Happy to provide any other captures you’d like.
all_gather_baseline.log (48.2 KB)
all_gather_topofix.log (39.4 KB)
Spark 1:
nvidia-bug-report.log.gz (507.0 KB)
system-state.txt (2.0 KB)
Spark 2:
nvidia-bug-report.log.gz (438.3 KB)
system-state.txt (1.7 KB)

  1. They published playbook is designed for one port connected. You can run with both ports with different configuration and you should get similar speed.
  2. Running ethtool -i enp1s0f1np1 should show
driver: mlx5_core
version: 6.17.0-1014-nvidia
firmware-version: 28.45.4028 (NVD0000000087)

Please confirm you have this firmware version to eliminate the FW regression bug.

I will review your logs too

@aniculescu — firmware check came back clean. All four mlx5 interfaces across both Sparks report:

driver: mlx5_core
version: 6.17.0-1014-nvidia
firmware-version: 28.45.4028 (NVD0000000087)

Exact match to what you specified, so we can rule out the regression.

While we were running diagnostics we also made progress on the bandwidth itself. The block turned out to be the bundled AWS OFI NCCL plugin — it was failing on ibv_reg_mr_iova2 (DMABUF GDR on GB10’s unified memory) regardless of our NCCL_IB_DISABLE setting, which forced us down to TCP. Setting NCCL_NET_PLUGIN=none disables the plugin entirely and lets NCCL fall back to its built-in IB transport, and from there everything works.

Numbers from all_gather_perf -b 1G -e 4G -f 2 (2 nodes × 1 GPU, NCCL 2.29.7):

  • Before (TCP, 1 NIC): 1.19 GB/s
  • After (NET/IB, 1 NIC): 13.19 GB/s
  • After (NET/IB, 2 NICs merged via NCCL_IB_MERGE_NICS=1): 20.58 GB/s avg, 21.11 peak at 4 GB

Two follow-ups on that:

First, you mentioned there’s a different configuration to use when both ports are connected. We’re currently running with one port of each CX7 card cabled to its peer on the other Spark (rocep1s0f1 + roceP2p1s0f1). Is that the layout the dual-port config is designed for, and is there a specific playbook we should be following? Want to lock in the right setup before we move on to vLLM TP=2.

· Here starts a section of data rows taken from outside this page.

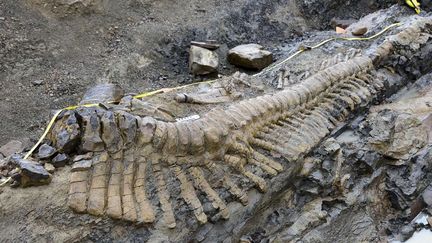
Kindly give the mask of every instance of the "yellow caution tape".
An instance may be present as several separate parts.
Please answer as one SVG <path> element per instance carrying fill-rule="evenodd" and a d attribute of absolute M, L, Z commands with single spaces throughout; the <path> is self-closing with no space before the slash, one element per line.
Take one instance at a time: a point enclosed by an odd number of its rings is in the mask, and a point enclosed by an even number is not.
<path fill-rule="evenodd" d="M 11 181 L 12 180 L 12 177 L 8 177 L 5 181 L 3 181 L 1 184 L 0 184 L 0 187 L 3 187 L 3 186 L 5 186 L 9 181 Z"/>
<path fill-rule="evenodd" d="M 53 118 L 51 119 L 51 121 L 48 123 L 47 128 L 45 129 L 45 132 L 42 134 L 42 136 L 39 138 L 39 141 L 35 144 L 35 146 L 33 146 L 33 148 L 30 149 L 30 151 L 28 151 L 28 153 L 24 156 L 24 159 L 27 159 L 34 151 L 35 149 L 39 146 L 39 144 L 45 139 L 46 135 L 48 134 L 48 132 L 50 131 L 51 127 L 54 125 L 55 120 L 57 119 L 57 117 L 60 115 L 60 113 L 63 111 L 63 109 L 58 110 Z"/>
<path fill-rule="evenodd" d="M 149 96 L 153 96 L 153 95 L 156 95 L 156 94 L 168 93 L 168 92 L 171 92 L 171 91 L 174 91 L 174 90 L 179 90 L 179 89 L 183 89 L 183 88 L 194 86 L 194 85 L 198 85 L 198 84 L 213 83 L 215 81 L 216 80 L 209 80 L 209 81 L 191 83 L 191 84 L 187 84 L 187 85 L 183 85 L 183 86 L 178 86 L 178 87 L 173 87 L 173 88 L 162 88 L 162 89 L 158 89 L 158 90 L 149 91 L 149 92 L 145 92 L 145 93 L 141 93 L 141 94 L 135 95 L 135 96 L 133 96 L 133 98 L 135 98 L 135 99 L 142 99 L 144 97 L 149 97 Z M 109 102 L 106 102 L 106 103 L 113 104 L 115 102 L 114 101 L 109 101 Z M 99 106 L 99 105 L 100 105 L 100 103 L 84 104 L 84 105 L 73 105 L 73 106 L 68 106 L 68 107 L 65 107 L 63 109 L 58 110 L 54 114 L 54 116 L 51 118 L 50 122 L 48 123 L 48 126 L 45 128 L 44 133 L 39 138 L 39 140 L 37 141 L 37 143 L 24 156 L 24 159 L 27 159 L 28 157 L 30 157 L 33 154 L 33 152 L 36 150 L 36 148 L 42 143 L 42 141 L 48 135 L 49 131 L 51 130 L 52 126 L 54 125 L 54 122 L 57 120 L 57 117 L 62 113 L 62 111 L 75 110 L 75 109 L 80 108 L 80 107 L 96 107 L 96 106 Z"/>
<path fill-rule="evenodd" d="M 369 37 L 333 37 L 333 38 L 324 40 L 324 41 L 318 43 L 315 46 L 312 46 L 312 47 L 309 47 L 309 48 L 303 48 L 301 50 L 298 50 L 297 52 L 295 52 L 294 54 L 292 54 L 291 56 L 289 56 L 288 58 L 286 58 L 282 62 L 280 62 L 280 63 L 278 63 L 276 65 L 270 66 L 269 68 L 264 69 L 262 72 L 257 73 L 257 74 L 255 74 L 253 76 L 255 77 L 255 76 L 261 75 L 263 73 L 269 72 L 269 71 L 275 69 L 276 67 L 284 64 L 285 62 L 291 60 L 292 58 L 298 56 L 302 52 L 305 52 L 307 50 L 312 50 L 312 49 L 319 48 L 319 47 L 327 44 L 330 41 L 335 41 L 335 40 L 346 40 L 346 41 L 371 40 L 371 39 L 374 39 L 374 38 L 382 35 L 384 32 L 386 32 L 390 28 L 393 28 L 393 27 L 396 27 L 396 26 L 400 26 L 400 25 L 401 25 L 400 23 L 395 23 L 395 24 L 389 25 L 386 28 L 384 28 L 383 30 L 381 30 L 380 32 L 376 33 L 375 35 L 369 36 Z M 156 94 L 168 93 L 168 92 L 171 92 L 171 91 L 175 91 L 175 90 L 179 90 L 179 89 L 184 89 L 184 88 L 187 88 L 187 87 L 190 87 L 190 86 L 194 86 L 194 85 L 198 85 L 198 84 L 213 83 L 215 81 L 216 80 L 209 80 L 209 81 L 203 81 L 203 82 L 198 82 L 198 83 L 191 83 L 191 84 L 187 84 L 187 85 L 183 85 L 183 86 L 178 86 L 178 87 L 173 87 L 173 88 L 162 88 L 162 89 L 158 89 L 158 90 L 149 91 L 149 92 L 145 92 L 145 93 L 141 93 L 141 94 L 135 95 L 135 96 L 133 96 L 133 98 L 135 98 L 135 99 L 142 99 L 142 98 L 153 96 L 153 95 L 156 95 Z M 111 102 L 107 102 L 107 103 L 109 103 L 109 104 L 111 103 L 112 104 L 112 103 L 115 103 L 115 102 L 111 101 Z M 38 142 L 24 156 L 24 159 L 27 159 L 28 157 L 30 157 L 33 154 L 33 152 L 36 150 L 36 148 L 42 143 L 42 141 L 48 135 L 49 131 L 51 130 L 52 126 L 54 125 L 54 122 L 57 120 L 57 117 L 61 114 L 62 111 L 75 110 L 75 109 L 80 108 L 80 107 L 96 107 L 96 106 L 99 106 L 99 105 L 100 105 L 99 103 L 84 104 L 84 105 L 74 105 L 74 106 L 68 106 L 68 107 L 65 107 L 63 109 L 58 110 L 54 114 L 54 116 L 51 118 L 50 122 L 48 123 L 48 126 L 46 127 L 46 129 L 45 129 L 44 133 L 42 134 L 42 136 L 39 138 Z"/>

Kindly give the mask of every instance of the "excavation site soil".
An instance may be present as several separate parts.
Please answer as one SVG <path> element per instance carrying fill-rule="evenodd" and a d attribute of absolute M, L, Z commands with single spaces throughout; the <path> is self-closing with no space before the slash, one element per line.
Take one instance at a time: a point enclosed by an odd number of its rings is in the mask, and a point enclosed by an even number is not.
<path fill-rule="evenodd" d="M 432 242 L 421 4 L 0 1 L 0 242 Z"/>

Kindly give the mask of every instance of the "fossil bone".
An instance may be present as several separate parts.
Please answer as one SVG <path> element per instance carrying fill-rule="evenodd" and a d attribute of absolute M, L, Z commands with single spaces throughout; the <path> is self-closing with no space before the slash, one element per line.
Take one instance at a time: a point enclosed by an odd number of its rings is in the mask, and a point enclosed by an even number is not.
<path fill-rule="evenodd" d="M 427 43 L 429 38 L 412 36 L 430 33 L 431 24 L 420 18 L 367 55 L 338 57 L 297 85 L 197 120 L 141 117 L 124 106 L 65 113 L 52 130 L 53 144 L 66 152 L 93 152 L 91 168 L 71 173 L 69 207 L 132 222 L 162 220 L 174 228 L 181 198 L 200 224 L 228 219 L 230 198 L 248 205 L 252 187 L 265 193 L 272 177 L 284 176 L 340 121 L 382 93 L 381 63 Z M 206 211 L 203 200 L 214 211 Z"/>

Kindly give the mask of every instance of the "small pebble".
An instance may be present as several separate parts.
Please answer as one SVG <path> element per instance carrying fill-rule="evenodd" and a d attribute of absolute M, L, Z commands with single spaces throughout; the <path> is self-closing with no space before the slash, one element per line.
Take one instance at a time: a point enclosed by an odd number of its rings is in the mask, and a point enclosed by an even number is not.
<path fill-rule="evenodd" d="M 42 84 L 44 83 L 44 81 L 41 80 L 41 79 L 39 79 L 39 80 L 33 80 L 33 81 L 31 81 L 31 83 L 32 83 L 34 86 L 39 86 L 39 85 L 42 85 Z"/>
<path fill-rule="evenodd" d="M 45 167 L 45 170 L 47 170 L 51 174 L 55 171 L 54 165 L 52 165 L 50 163 L 46 163 L 44 167 Z"/>

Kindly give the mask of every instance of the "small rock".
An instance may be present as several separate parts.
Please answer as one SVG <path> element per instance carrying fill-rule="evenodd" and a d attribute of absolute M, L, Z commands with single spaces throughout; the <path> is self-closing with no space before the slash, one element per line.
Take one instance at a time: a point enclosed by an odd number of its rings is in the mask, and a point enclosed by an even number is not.
<path fill-rule="evenodd" d="M 320 170 L 312 172 L 309 178 L 317 182 L 319 185 L 324 185 L 324 175 Z"/>
<path fill-rule="evenodd" d="M 229 50 L 228 61 L 238 67 L 262 70 L 273 62 L 273 55 L 261 45 L 246 44 Z"/>
<path fill-rule="evenodd" d="M 45 167 L 45 170 L 47 170 L 51 174 L 55 171 L 54 165 L 52 165 L 50 163 L 46 163 L 44 167 Z"/>
<path fill-rule="evenodd" d="M 414 233 L 415 228 L 412 225 L 405 225 L 401 228 L 401 234 L 404 240 L 408 240 Z"/>
<path fill-rule="evenodd" d="M 199 46 L 205 49 L 209 49 L 211 51 L 214 51 L 220 47 L 219 44 L 212 43 L 212 42 L 204 42 L 204 41 L 191 41 L 191 45 Z"/>
<path fill-rule="evenodd" d="M 52 165 L 55 168 L 63 167 L 69 162 L 69 156 L 66 154 L 57 154 L 54 159 L 51 160 Z"/>
<path fill-rule="evenodd" d="M 73 162 L 78 162 L 81 160 L 89 160 L 93 157 L 93 153 L 86 153 L 86 154 L 81 154 L 81 155 L 77 155 L 75 156 L 75 158 L 73 159 Z"/>
<path fill-rule="evenodd" d="M 92 166 L 91 160 L 81 160 L 78 162 L 75 162 L 72 165 L 72 171 L 84 171 L 90 169 Z"/>
<path fill-rule="evenodd" d="M 33 81 L 31 81 L 31 83 L 34 85 L 34 86 L 39 86 L 39 85 L 42 85 L 42 84 L 44 84 L 44 81 L 43 80 L 33 80 Z"/>
<path fill-rule="evenodd" d="M 39 148 L 38 157 L 39 159 L 48 159 L 55 154 L 55 148 L 49 146 L 48 144 L 42 144 Z"/>
<path fill-rule="evenodd" d="M 216 73 L 219 56 L 216 52 L 199 46 L 191 46 L 189 51 L 189 71 L 194 75 Z"/>
<path fill-rule="evenodd" d="M 341 148 L 340 144 L 334 138 L 327 139 L 324 142 L 323 146 L 324 146 L 324 150 L 330 154 L 333 154 L 334 152 L 338 151 Z"/>
<path fill-rule="evenodd" d="M 422 194 L 423 202 L 425 202 L 429 207 L 432 206 L 432 186 L 426 187 Z"/>
<path fill-rule="evenodd" d="M 359 27 L 359 28 L 356 28 L 353 31 L 351 31 L 351 34 L 355 35 L 355 36 L 362 36 L 362 35 L 366 34 L 367 31 L 368 31 L 368 28 Z"/>
<path fill-rule="evenodd" d="M 4 157 L 9 157 L 15 153 L 21 153 L 23 150 L 24 146 L 20 141 L 12 140 L 0 147 L 0 154 Z"/>

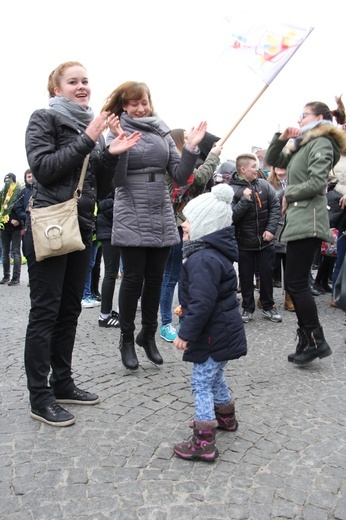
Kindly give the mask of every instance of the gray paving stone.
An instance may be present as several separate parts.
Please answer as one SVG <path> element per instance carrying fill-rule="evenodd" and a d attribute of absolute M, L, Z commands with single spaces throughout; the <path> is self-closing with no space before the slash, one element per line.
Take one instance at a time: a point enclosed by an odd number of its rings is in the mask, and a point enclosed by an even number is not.
<path fill-rule="evenodd" d="M 162 367 L 138 349 L 130 373 L 119 330 L 98 327 L 98 308 L 81 313 L 73 365 L 101 403 L 67 407 L 69 428 L 29 417 L 26 281 L 23 266 L 19 286 L 0 286 L 1 520 L 346 520 L 345 316 L 328 295 L 316 303 L 333 355 L 303 368 L 287 362 L 296 323 L 281 291 L 281 324 L 255 312 L 248 355 L 226 369 L 239 429 L 218 431 L 220 457 L 203 464 L 172 450 L 192 433 L 191 366 L 157 335 Z"/>

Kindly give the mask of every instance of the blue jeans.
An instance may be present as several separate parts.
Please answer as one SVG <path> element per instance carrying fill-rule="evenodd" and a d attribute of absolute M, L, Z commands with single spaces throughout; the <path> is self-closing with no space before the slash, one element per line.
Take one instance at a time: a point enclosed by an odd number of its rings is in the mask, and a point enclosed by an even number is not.
<path fill-rule="evenodd" d="M 90 266 L 89 271 L 87 274 L 87 279 L 85 281 L 84 291 L 83 291 L 83 300 L 86 300 L 87 298 L 92 298 L 91 293 L 91 278 L 92 278 L 92 270 L 95 265 L 97 250 L 99 248 L 99 243 L 97 240 L 93 240 L 92 248 L 91 248 L 91 259 L 90 259 Z"/>
<path fill-rule="evenodd" d="M 338 233 L 338 241 L 336 243 L 336 249 L 338 252 L 338 256 L 336 258 L 335 267 L 333 271 L 333 280 L 332 280 L 332 288 L 334 289 L 334 285 L 336 282 L 336 279 L 338 277 L 339 271 L 342 266 L 343 259 L 345 258 L 346 253 L 346 235 L 343 235 L 343 232 L 345 229 L 339 229 Z"/>
<path fill-rule="evenodd" d="M 172 323 L 172 306 L 174 298 L 175 286 L 179 284 L 181 275 L 181 265 L 183 260 L 183 230 L 181 226 L 178 227 L 180 242 L 171 247 L 165 272 L 163 274 L 161 297 L 160 297 L 160 311 L 162 325 Z"/>
<path fill-rule="evenodd" d="M 213 421 L 214 404 L 227 404 L 231 400 L 224 370 L 228 361 L 214 361 L 209 357 L 204 363 L 194 363 L 191 388 L 195 398 L 195 420 Z"/>

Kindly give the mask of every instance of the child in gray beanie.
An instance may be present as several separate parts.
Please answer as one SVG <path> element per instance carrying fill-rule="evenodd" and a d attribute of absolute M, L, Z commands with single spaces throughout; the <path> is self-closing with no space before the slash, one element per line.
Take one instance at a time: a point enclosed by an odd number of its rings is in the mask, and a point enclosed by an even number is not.
<path fill-rule="evenodd" d="M 193 363 L 191 388 L 195 416 L 190 440 L 174 453 L 187 460 L 212 462 L 218 457 L 216 428 L 235 431 L 234 398 L 224 370 L 229 360 L 247 353 L 237 299 L 238 246 L 232 226 L 233 189 L 214 186 L 183 210 L 183 267 L 180 303 L 183 319 L 174 346 Z"/>

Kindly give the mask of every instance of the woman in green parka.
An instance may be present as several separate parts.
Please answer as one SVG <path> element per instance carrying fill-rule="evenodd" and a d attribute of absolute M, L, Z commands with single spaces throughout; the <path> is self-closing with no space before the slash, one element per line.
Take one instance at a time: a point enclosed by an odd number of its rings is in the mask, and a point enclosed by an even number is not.
<path fill-rule="evenodd" d="M 325 103 L 307 103 L 298 119 L 299 128 L 275 134 L 265 156 L 268 164 L 287 169 L 280 240 L 287 242 L 285 286 L 298 321 L 298 345 L 288 361 L 298 365 L 332 353 L 308 280 L 316 248 L 322 241 L 332 241 L 327 182 L 340 152 L 346 149 L 345 132 L 333 123 L 333 114 Z"/>

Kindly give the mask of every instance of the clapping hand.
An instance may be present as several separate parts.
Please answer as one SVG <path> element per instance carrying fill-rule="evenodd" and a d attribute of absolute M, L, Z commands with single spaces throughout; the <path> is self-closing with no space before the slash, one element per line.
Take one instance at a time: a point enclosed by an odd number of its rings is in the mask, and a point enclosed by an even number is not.
<path fill-rule="evenodd" d="M 135 146 L 141 137 L 142 134 L 140 132 L 133 132 L 133 134 L 129 136 L 126 135 L 126 132 L 121 132 L 118 137 L 113 139 L 109 145 L 108 151 L 113 155 L 119 155 Z"/>

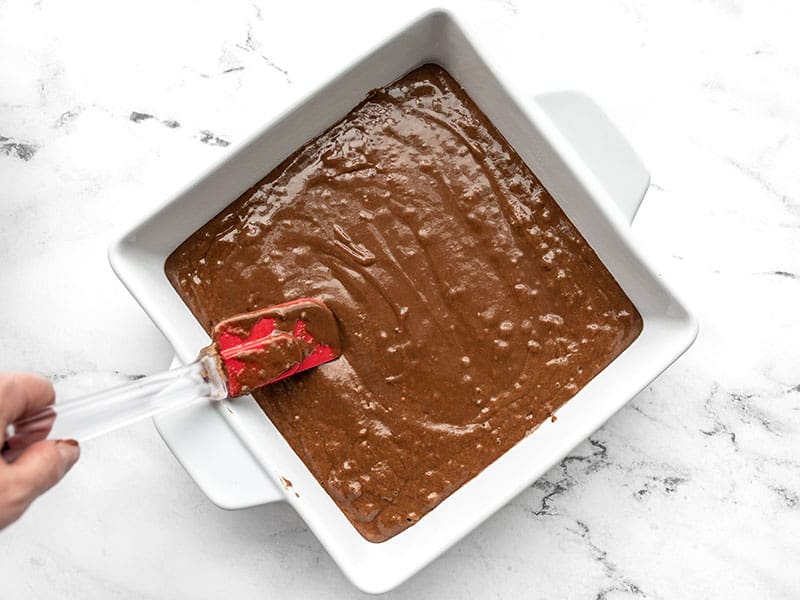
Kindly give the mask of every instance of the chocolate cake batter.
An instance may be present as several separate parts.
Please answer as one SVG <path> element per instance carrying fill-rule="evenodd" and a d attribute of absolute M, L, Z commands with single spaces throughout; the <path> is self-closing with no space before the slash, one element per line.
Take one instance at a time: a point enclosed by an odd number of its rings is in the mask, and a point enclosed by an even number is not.
<path fill-rule="evenodd" d="M 375 90 L 187 239 L 166 272 L 200 322 L 293 298 L 342 357 L 254 393 L 380 542 L 532 432 L 642 320 L 459 85 Z"/>

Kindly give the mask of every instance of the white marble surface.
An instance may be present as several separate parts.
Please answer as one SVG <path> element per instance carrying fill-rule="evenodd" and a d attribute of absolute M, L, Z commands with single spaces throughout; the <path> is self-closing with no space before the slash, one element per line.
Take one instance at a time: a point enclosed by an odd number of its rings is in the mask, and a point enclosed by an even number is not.
<path fill-rule="evenodd" d="M 0 0 L 0 370 L 44 373 L 67 397 L 169 364 L 106 246 L 423 8 L 360 6 Z M 800 596 L 800 9 L 455 11 L 527 93 L 586 91 L 629 136 L 653 182 L 635 235 L 701 334 L 390 596 Z M 0 534 L 0 585 L 14 599 L 358 595 L 290 508 L 219 510 L 149 423 L 87 443 Z"/>

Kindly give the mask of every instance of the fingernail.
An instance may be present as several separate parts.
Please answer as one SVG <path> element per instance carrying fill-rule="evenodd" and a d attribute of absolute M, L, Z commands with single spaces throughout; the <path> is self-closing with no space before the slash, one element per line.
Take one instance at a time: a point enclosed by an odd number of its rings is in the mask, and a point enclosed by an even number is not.
<path fill-rule="evenodd" d="M 61 453 L 62 458 L 69 463 L 70 466 L 75 464 L 81 454 L 80 446 L 77 440 L 57 440 L 56 448 Z"/>

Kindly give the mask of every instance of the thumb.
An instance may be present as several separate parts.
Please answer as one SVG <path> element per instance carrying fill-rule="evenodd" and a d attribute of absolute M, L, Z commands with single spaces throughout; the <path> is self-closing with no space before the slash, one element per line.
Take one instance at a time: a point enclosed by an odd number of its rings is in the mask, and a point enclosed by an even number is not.
<path fill-rule="evenodd" d="M 31 444 L 13 462 L 0 462 L 0 529 L 58 483 L 79 455 L 75 440 L 44 440 Z"/>
<path fill-rule="evenodd" d="M 11 479 L 19 486 L 25 505 L 61 481 L 80 453 L 75 440 L 44 440 L 26 448 L 9 464 Z"/>

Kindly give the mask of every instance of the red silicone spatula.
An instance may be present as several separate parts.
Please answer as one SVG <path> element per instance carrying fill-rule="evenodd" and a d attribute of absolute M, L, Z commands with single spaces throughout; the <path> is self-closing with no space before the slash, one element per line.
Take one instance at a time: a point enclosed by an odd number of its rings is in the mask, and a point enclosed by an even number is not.
<path fill-rule="evenodd" d="M 212 337 L 185 367 L 56 403 L 10 425 L 6 439 L 84 441 L 167 410 L 247 394 L 341 354 L 336 318 L 311 298 L 225 319 Z"/>

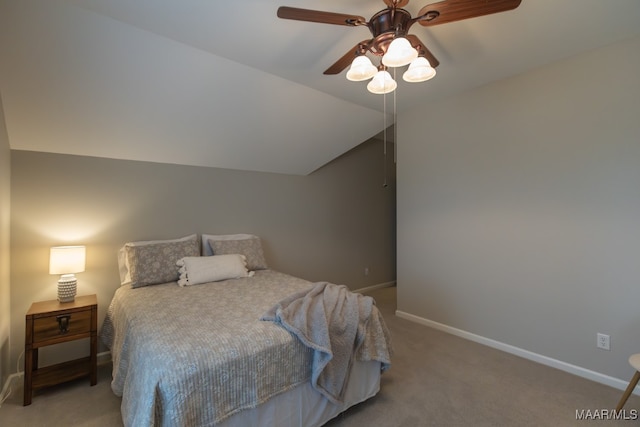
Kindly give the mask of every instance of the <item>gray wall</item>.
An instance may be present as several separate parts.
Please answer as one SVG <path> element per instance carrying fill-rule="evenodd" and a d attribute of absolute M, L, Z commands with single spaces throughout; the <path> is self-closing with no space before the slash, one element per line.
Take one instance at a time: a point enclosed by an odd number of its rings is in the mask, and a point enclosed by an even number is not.
<path fill-rule="evenodd" d="M 0 392 L 9 371 L 11 155 L 0 97 Z M 2 397 L 2 396 L 0 396 Z"/>
<path fill-rule="evenodd" d="M 402 114 L 398 309 L 628 381 L 638 76 L 635 38 Z"/>
<path fill-rule="evenodd" d="M 253 233 L 279 271 L 351 289 L 394 281 L 395 186 L 382 188 L 382 153 L 371 140 L 294 176 L 12 151 L 12 361 L 29 305 L 56 297 L 54 245 L 87 246 L 78 293 L 98 295 L 100 322 L 119 286 L 116 252 L 134 240 Z M 85 351 L 72 344 L 43 349 L 42 362 Z"/>

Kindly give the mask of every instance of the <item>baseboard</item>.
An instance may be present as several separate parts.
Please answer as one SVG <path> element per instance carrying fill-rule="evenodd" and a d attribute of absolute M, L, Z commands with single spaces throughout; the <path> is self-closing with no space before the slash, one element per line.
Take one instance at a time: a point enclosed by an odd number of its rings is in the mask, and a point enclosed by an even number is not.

Second: journalctl -k on both nodes shows mlx5_core_test_wc: Write combining is not supported on all four mlx5 devices, and an ib_write_bw sweep confirms the small-message WC fingerprint (0.12 Gb/s at 2 bytes ramping up to 109 Gb/s at 64 KB+). Bulk NCCL traffic isn’t affected so it’s not blocking us, but flagging it in case the NEON WC patch is relevant to the ongoing investigation on your end.

I’m glad you’re performance got better.

  1. You’re setup is fine as-is and you should get max bandwidth. Since you have two ports you can connect a second cable but it won’t really help performance, mostly just for redundancy, or if you want to connect to a third system.
  2. Thanks for pointing that out, but I think it is just a warning message.